The challenges in identifying functional variants from genome-wide association studies (GWAS) and unraveling regulatory mechanisms in schizophrenia research persist, particularly in intronic regions. A non-coding regulatory variant, rs1399178, associated with schizophrenia risk, is identified and its impact on NRF1 binding is investigated.

Methods

This study focuses on schizophrenia GWAS risk loci, using functional genomics, expression analyses and structural analysis to identify 736 schizophrenia risk single-nucleotide polymorphisms (SNPs) that disrupt transcription factor (TF) binding.

Results

Among these SNPs, rs1399178 stands out as a bifunctional intergenic SNP that can switch between acting as a promoter and an enhancer, potentially influencing MLH1 and LRRFIP2 expression via expression quantitative trait loci analysis. Importantly, mutation of the G allele of rs1399178 to A significantly diminishes its binding affinity to nuclear respiratory factor 1 (NRF1).

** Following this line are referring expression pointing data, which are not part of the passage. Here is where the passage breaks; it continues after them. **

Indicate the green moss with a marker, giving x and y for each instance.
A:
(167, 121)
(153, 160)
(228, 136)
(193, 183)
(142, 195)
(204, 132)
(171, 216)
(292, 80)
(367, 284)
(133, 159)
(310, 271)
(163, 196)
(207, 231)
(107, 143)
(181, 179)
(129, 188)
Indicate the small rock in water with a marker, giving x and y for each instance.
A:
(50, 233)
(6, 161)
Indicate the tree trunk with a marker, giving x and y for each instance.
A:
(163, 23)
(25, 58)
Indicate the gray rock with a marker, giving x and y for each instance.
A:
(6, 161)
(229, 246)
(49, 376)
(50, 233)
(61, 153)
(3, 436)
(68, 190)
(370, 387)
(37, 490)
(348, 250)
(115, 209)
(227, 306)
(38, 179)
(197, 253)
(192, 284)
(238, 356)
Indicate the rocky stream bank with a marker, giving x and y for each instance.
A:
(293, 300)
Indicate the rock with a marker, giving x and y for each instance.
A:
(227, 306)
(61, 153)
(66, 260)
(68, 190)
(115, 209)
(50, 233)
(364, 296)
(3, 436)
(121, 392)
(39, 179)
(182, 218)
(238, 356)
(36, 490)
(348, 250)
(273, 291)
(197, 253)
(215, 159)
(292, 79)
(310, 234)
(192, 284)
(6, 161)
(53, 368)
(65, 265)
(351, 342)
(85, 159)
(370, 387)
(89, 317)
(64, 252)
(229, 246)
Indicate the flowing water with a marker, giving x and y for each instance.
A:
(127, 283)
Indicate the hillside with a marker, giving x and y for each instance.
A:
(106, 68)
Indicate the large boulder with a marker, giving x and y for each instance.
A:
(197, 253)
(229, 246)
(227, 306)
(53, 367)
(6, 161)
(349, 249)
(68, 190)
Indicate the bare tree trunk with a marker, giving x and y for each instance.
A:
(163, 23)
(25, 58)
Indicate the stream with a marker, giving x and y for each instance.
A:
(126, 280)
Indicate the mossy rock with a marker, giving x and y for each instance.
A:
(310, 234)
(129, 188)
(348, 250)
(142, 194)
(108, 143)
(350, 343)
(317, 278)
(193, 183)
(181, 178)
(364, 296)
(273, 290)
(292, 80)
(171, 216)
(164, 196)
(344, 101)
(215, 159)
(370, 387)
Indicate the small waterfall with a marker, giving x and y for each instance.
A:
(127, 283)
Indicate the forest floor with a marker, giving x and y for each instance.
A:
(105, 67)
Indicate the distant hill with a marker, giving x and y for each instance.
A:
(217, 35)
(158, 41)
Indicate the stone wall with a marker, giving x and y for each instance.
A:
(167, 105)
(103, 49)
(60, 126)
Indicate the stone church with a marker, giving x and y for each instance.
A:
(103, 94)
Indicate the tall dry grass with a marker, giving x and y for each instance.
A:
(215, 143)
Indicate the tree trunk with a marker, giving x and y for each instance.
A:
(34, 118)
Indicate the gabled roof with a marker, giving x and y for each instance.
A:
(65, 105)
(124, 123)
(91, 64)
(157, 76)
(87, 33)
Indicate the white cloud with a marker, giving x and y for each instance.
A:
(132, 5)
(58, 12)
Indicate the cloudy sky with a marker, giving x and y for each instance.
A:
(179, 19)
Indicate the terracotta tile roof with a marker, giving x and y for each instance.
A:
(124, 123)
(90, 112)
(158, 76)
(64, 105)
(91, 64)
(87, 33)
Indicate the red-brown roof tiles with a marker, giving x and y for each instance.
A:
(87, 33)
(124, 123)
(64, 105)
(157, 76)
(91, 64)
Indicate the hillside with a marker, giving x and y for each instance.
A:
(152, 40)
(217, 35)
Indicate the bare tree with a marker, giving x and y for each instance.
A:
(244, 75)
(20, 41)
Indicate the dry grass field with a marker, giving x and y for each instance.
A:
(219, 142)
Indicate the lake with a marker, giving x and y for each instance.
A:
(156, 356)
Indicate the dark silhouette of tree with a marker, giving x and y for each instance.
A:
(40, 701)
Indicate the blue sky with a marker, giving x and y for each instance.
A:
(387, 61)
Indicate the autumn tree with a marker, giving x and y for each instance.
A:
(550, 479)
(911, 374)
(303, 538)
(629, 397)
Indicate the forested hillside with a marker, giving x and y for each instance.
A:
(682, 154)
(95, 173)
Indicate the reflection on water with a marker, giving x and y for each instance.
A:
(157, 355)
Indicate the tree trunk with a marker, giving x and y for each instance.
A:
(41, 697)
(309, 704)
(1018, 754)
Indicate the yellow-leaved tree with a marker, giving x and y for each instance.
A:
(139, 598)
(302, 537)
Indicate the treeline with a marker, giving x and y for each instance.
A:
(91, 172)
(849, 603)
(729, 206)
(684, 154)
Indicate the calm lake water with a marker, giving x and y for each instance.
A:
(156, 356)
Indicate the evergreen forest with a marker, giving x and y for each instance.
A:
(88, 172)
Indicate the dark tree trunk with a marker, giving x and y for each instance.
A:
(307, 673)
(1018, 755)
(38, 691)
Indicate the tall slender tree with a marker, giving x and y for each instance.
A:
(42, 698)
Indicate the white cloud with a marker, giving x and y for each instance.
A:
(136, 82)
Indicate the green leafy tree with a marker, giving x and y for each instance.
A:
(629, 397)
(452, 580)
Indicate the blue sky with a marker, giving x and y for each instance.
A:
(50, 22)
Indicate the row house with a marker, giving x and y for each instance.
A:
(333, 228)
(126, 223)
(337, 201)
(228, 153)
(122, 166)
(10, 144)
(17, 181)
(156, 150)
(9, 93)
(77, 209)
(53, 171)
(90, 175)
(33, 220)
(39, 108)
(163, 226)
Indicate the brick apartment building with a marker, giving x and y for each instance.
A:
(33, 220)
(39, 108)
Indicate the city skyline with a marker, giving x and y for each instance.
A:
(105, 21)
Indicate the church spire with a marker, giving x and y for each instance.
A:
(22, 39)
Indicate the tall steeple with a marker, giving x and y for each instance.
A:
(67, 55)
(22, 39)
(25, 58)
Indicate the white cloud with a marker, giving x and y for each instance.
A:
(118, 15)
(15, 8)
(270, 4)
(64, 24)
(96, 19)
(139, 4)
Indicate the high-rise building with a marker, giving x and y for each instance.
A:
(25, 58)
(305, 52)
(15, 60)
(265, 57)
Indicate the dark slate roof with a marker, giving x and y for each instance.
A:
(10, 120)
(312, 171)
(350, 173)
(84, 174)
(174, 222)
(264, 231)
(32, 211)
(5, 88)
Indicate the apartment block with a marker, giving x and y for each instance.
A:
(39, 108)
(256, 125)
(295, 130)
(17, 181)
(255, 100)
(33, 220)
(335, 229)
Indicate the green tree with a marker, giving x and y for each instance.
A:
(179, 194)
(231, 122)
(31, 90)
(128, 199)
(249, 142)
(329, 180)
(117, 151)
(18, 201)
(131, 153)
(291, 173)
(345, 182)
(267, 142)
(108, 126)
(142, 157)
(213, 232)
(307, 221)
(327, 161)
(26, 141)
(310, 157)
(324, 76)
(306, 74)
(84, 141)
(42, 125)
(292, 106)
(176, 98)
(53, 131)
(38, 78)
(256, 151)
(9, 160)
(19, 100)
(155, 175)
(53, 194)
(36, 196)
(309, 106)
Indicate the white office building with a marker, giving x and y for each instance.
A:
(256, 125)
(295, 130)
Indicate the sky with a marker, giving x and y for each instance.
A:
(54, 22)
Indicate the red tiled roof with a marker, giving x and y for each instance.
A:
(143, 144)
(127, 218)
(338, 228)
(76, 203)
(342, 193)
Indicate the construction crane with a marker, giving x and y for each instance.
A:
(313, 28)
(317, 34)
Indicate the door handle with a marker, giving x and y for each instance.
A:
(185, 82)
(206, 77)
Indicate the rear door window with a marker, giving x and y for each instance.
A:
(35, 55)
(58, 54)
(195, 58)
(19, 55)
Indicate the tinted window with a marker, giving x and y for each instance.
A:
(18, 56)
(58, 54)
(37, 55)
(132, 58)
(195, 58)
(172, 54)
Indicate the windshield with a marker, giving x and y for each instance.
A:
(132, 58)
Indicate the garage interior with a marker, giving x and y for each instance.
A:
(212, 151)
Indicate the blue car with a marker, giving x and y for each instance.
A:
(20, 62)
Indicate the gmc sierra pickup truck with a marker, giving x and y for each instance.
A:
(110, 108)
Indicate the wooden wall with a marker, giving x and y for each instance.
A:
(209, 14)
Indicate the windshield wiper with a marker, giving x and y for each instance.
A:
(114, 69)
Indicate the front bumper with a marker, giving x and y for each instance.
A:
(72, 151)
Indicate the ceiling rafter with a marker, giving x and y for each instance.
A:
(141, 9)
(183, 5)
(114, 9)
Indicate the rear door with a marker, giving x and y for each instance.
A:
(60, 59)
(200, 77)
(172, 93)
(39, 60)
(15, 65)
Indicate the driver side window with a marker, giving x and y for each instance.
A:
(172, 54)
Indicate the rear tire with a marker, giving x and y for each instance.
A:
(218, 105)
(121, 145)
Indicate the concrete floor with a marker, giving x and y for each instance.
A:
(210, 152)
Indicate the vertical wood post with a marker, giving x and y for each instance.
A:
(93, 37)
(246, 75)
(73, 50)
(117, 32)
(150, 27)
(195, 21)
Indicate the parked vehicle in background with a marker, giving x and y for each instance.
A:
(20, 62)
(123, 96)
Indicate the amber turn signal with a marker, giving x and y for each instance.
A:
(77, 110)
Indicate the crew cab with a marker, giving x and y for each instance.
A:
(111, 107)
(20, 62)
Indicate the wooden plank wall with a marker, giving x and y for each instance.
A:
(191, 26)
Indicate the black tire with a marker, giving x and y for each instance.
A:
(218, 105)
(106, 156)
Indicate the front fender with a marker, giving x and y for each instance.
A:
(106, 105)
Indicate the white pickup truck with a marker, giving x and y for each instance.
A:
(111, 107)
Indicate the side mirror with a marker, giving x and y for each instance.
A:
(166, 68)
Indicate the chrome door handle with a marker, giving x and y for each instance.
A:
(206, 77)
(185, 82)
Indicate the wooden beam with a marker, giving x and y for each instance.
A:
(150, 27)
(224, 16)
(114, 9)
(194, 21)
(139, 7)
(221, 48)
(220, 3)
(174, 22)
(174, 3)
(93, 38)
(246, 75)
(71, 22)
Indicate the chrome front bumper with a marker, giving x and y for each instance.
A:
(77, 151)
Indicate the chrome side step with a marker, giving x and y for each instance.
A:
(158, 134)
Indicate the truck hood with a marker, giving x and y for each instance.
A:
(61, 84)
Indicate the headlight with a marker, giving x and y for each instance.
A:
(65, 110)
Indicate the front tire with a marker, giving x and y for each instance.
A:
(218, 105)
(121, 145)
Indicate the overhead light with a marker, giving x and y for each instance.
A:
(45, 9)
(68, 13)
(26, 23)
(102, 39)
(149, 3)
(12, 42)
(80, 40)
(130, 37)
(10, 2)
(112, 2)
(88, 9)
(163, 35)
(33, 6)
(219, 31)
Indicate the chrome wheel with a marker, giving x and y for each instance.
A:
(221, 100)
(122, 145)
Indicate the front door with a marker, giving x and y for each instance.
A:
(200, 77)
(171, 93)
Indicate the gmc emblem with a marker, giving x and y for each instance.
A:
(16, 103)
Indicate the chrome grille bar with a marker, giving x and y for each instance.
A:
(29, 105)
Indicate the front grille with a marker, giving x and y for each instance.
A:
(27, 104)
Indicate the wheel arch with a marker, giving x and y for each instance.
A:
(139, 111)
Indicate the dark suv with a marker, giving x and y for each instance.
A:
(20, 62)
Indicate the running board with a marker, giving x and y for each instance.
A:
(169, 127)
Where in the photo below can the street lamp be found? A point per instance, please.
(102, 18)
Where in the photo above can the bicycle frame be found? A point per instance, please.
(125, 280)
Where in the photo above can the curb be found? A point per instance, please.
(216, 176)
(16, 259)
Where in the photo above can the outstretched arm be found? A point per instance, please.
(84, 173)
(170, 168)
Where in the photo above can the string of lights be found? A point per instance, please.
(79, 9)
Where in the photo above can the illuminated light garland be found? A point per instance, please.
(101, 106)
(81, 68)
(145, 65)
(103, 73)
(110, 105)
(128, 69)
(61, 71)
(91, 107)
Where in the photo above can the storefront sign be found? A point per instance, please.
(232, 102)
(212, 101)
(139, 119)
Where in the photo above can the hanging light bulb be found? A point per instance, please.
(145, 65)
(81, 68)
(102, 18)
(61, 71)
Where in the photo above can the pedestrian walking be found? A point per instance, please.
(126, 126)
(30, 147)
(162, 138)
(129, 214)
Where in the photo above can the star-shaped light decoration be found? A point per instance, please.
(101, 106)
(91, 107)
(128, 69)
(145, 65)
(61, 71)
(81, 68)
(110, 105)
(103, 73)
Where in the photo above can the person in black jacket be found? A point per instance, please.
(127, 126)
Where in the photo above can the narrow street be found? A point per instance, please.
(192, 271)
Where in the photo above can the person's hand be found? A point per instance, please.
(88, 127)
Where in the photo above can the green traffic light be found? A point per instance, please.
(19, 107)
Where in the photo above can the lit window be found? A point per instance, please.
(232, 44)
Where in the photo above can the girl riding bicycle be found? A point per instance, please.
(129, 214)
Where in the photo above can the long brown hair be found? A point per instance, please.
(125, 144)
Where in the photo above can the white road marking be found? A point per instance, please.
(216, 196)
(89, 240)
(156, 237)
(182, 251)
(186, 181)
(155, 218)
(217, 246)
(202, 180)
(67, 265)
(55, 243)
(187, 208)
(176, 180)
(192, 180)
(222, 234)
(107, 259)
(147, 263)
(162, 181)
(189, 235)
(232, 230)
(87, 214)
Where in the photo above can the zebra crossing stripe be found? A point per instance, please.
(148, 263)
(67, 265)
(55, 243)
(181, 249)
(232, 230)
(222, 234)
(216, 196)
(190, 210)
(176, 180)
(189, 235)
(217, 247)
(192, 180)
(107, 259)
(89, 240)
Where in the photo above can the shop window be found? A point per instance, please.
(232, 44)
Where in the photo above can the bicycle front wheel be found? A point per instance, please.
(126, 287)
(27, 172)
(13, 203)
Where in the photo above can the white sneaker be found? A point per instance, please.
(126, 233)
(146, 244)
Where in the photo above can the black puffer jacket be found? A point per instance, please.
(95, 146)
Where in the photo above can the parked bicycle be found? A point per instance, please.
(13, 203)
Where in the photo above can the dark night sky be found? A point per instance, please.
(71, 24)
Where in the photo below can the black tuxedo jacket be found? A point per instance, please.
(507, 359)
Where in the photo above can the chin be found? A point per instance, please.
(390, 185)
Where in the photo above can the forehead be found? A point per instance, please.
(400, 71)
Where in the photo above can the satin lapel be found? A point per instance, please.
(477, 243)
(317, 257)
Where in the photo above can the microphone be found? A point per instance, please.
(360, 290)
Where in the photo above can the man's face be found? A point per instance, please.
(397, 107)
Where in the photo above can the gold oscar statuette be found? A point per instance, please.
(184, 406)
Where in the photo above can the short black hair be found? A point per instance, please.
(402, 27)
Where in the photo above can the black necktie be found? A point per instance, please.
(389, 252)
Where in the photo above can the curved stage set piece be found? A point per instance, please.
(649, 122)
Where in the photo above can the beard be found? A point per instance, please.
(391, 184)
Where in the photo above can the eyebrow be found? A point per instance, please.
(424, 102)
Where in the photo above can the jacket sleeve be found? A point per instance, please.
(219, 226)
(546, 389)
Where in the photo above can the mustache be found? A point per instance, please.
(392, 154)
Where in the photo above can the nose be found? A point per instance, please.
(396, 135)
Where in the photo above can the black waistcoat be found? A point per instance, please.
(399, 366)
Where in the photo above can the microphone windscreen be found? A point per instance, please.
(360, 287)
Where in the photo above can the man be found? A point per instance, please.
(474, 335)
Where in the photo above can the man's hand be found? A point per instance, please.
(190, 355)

Structural analysis provides further insight into this alteration in the protein–nucleic acid complex formation.

Conclusion

Based on our data, a model is proposed in which rs1399178 confers schizophrenia risk by modifying NRF1 binding profiles, thereby regulating the abundance of target genes through promoter-enhancer switching. This study provides novel insights into the regulatory mechanisms of schizophrenia risk variants, highlighting the intricate nature of genetic interactions and potential therapeutic targets.